For anyone who’s been in the backup / recovery space for any length of time, it’s very likely you’ve heard one or more of the following phrases:
- Tape is dead
- Dedup is the future of backup
- We’re out of space in our dedup
- [Cloud] Object storage is the future of backup
- Dedup on object storage is the future of backup
- Recoveries are too slow from [tape | dedup | object]
This is the road we’ve all traveled over the last 15 years or so. But where does it end? Where is our pot of gold at the end of the rainbow? Why can’t we have backups that are cost effective, scalable, resilient, and most importantly can meet my recovery SLAs?
When Actifio set out to start using object storage, our intention was to use it as an alternative to tape, especially for long-term retention. Instead of falling into the same trap that seems to have snared everyone else and focusing just on backups, we decided to keep a focus on recovery times. We realized that the way we store data would allow us to use our near-instant mount feature, even if the data was coming from object storage.

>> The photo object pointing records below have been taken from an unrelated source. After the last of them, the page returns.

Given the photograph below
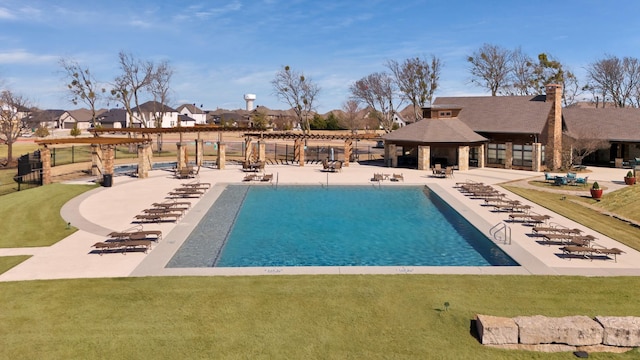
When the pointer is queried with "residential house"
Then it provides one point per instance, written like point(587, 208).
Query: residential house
point(190, 110)
point(153, 114)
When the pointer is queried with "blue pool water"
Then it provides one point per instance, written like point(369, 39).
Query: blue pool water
point(336, 226)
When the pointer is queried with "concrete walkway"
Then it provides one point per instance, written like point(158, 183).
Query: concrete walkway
point(102, 210)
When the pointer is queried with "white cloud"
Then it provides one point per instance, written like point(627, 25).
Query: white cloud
point(21, 56)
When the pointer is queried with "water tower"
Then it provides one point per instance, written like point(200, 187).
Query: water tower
point(249, 98)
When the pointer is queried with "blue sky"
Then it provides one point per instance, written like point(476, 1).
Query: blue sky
point(221, 50)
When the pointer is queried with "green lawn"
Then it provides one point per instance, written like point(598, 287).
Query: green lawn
point(290, 317)
point(32, 217)
point(571, 207)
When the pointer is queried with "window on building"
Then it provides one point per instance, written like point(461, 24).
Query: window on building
point(496, 153)
point(522, 155)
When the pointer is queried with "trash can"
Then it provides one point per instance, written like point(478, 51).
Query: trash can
point(107, 180)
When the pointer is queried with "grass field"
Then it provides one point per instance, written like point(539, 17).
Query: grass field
point(290, 317)
point(32, 217)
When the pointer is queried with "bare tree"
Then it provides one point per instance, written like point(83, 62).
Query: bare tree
point(417, 79)
point(82, 86)
point(378, 91)
point(298, 91)
point(615, 79)
point(583, 142)
point(13, 109)
point(130, 85)
point(490, 67)
point(159, 86)
point(352, 110)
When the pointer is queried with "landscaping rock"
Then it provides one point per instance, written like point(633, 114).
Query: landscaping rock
point(570, 330)
point(620, 330)
point(496, 330)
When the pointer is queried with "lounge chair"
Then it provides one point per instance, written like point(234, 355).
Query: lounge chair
point(591, 252)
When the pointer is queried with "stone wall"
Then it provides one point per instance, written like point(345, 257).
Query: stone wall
point(542, 333)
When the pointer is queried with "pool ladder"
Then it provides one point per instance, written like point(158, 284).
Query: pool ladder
point(501, 232)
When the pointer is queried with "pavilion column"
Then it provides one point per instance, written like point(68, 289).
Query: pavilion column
point(222, 148)
point(247, 150)
point(424, 157)
point(390, 155)
point(109, 157)
point(145, 160)
point(181, 162)
point(536, 157)
point(508, 161)
point(199, 152)
point(96, 160)
point(298, 150)
point(463, 158)
point(481, 155)
point(45, 156)
point(262, 151)
point(348, 149)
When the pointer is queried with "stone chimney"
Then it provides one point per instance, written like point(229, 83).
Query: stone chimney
point(553, 147)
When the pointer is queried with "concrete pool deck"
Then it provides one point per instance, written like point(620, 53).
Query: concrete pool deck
point(102, 210)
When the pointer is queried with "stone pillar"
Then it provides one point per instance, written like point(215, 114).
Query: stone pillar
point(508, 161)
point(348, 149)
point(298, 150)
point(145, 160)
point(390, 155)
point(482, 150)
point(109, 157)
point(45, 156)
point(424, 157)
point(463, 158)
point(222, 148)
point(247, 150)
point(536, 157)
point(262, 151)
point(96, 160)
point(199, 152)
point(553, 148)
point(181, 162)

When this feature was released it was an immediate attention grabber. People loved the fact they could access backups, no matter how old, from anywhere with access to the object storage (which in the world of cloud providers means they could access it from anywhere). Not only could they access it from anywhere, but they could bring large databases online without the need to copy all the data first. They could even bring up a database stored in the cloud on a local database server, with almost no storage consumption locally!
The realization that we had something special in our hands led us to double-down our efforts in this technology, and we subsequently introduced incremental-forever backups to object storage, allowing it to become a primary backup medium instead of just a long-term monthly copy.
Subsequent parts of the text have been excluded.